S'agissant des dépenses fiscales rattachées au programme, les documents budgétaires présentent, depuis l'automne dernier, une forte révision à la baisse du chiffrage des deux principaux dispositifs pour les propriétaires privés : l'imputation des déficits fonciers sur le revenu global, sans limitation de montant, et la déduction des charges foncières, dont le coût total passerait de 102 à 45 millions. Pour quelle raison ? Je suggère d'identifier spécifiquement les charges foncières liées aux monuments historiques dans les formulaires de déclaration d'impôt sur le revenu.
J'en viens aux grands établissements muséaux et patrimoniaux, dont la fréquentation a chuté de 71 % en 2020 ! C'est particulièrement dramatique pour des établissements comme Versailles ou le musée du Louvre, essentiellement visités par des touristes étrangers. Les pertes budgétaires totales s'élèvent à 300 millions d'euros en 2020, ces établissements n'ayant réalisé que de faibles économies puisqu'ils n'étaient pas éligibles au régime de l'activité partielle.
Ce premier choc budgétaire a été absorbé grâce à un soutien d'urgence de 40 millions, en 2020, mais surtout par les fonds de roulement des établissements. Or ces fonds sont surtout prévus pour programmer des travaux ultérieurs. C'est particulièrement vrai pour le musée du Louvre ou de Versailles. Pour 2021, plus de 300 millions d'euros du Plan de relance devaient permettre de reconstituer des marges de manœuvre, mais cela est annihilé par le deuxième confinement qui a représenté six mois de fermeture supplémentaire et conduira, quoi qu'il advienne dans les prochains mois, à une baisse de la fréquentation supérieure en 2021 à celle de 2020. Avez-vous prévu d'ouvrir des crédits à ce titre dès la prochaine loi de finances rectificative ?
Je dirai un dernier mot sur le pilotage de ces grands établissements, la gouvernance et le financement. Heureusement, il n'y a plus d'intérim au Louvre puisque le successeur vient d'être nommé. Au château de Versailles, Catherine Pégard arrive au terme de son mandat. Un appel à candidature a été lancé au Centre Pompidou. J'avoue ne pas comprendre : certaines nominations, comme au Louvre, se font de gré à gré, comme s'il s'agissait du fait du prince ; d'autres se font après un appel à candidatures, comme pour le Centre Pompidou. Y aura-t-il un appel à candidature pour assurer la succession de Laurence des Cars, à Orsay ? Il serait souhaitable de définir clairement les modalités de désignation.
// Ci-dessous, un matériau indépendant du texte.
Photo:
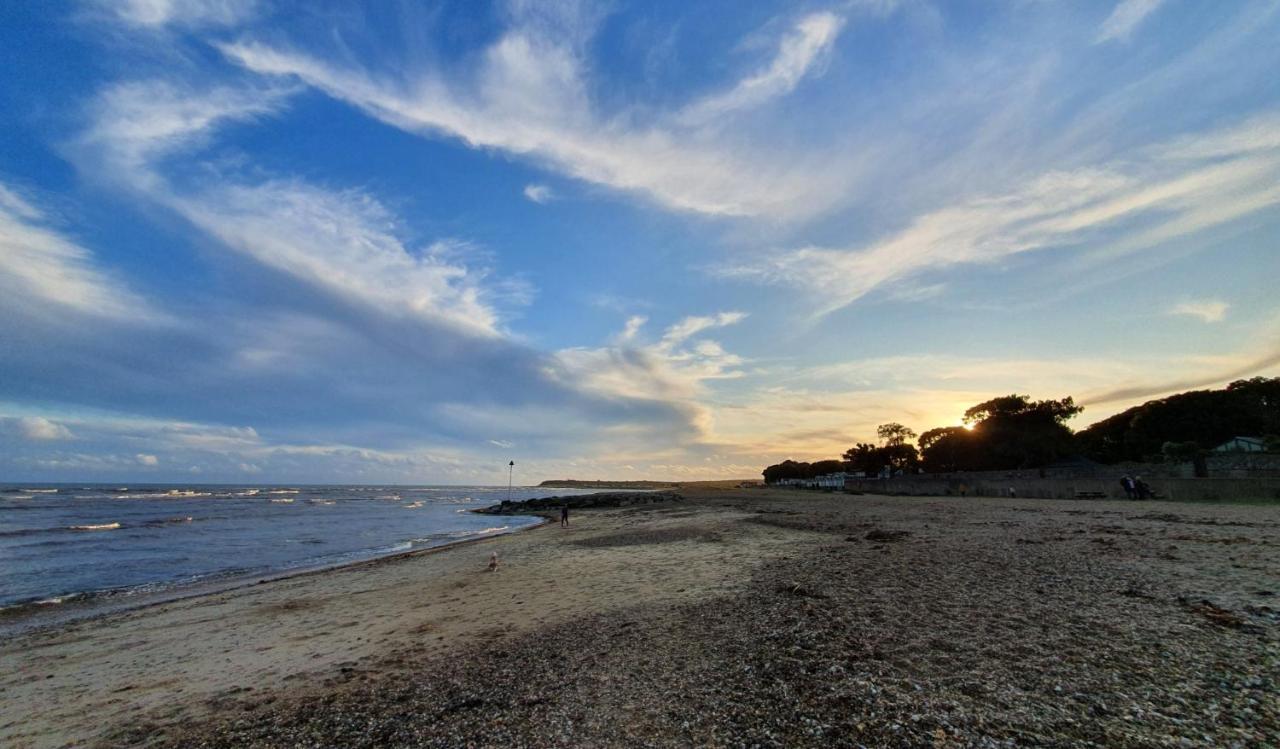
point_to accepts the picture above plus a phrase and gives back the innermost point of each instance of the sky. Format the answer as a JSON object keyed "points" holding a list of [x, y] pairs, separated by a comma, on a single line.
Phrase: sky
{"points": [[252, 241]]}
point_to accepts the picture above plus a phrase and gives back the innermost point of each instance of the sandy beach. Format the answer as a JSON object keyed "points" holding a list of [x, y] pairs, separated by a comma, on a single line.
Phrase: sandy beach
{"points": [[735, 617]]}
Par ailleurs, ces établissements, encouragés par le ministère, ont développé des ressources propres, grâce à la billetterie mais aussi au mécénat. Laurence des Cars, tout comme son prédécesseur, ont réalisé un travail formidable à Orsay, qui a permis d'attirer des mécènes américains. À Versailles, le mécénat d'une fondation suisse a permis de restaurer la chapelle royale. L'accord international avec les Émirats arabes unis pour le Louvre Abou Dhabi apporte près d'un milliard d'euros sur la durée du partenariat. Hélas, ces financements trouvent leur limite dans certaines circonstances, comme la crise sanitaire qui nous frappe. Il faut soutenir, au moins temporairement, ces grands établissements, sinon nous devrons compenser par des crédits budgétaires leurs dépenses de fonctionnement et les dépenses d'investissement, destinées à financer la restauration ou l'acquisition d'œuvres d'art seront reportées, ce que nous devons éviter. Je vous propose, une fois encore, d'autoriser ces grands établissements patrimoniaux, à emprunter. L'exemple de l'hôtel de la Marine montre que cette solution peut se révéler efficace.
Enfin, je tiens à remercier vos services, en particulier la direction générale des patrimoines et de l'architecture (DGPA), et son nouveau directeur.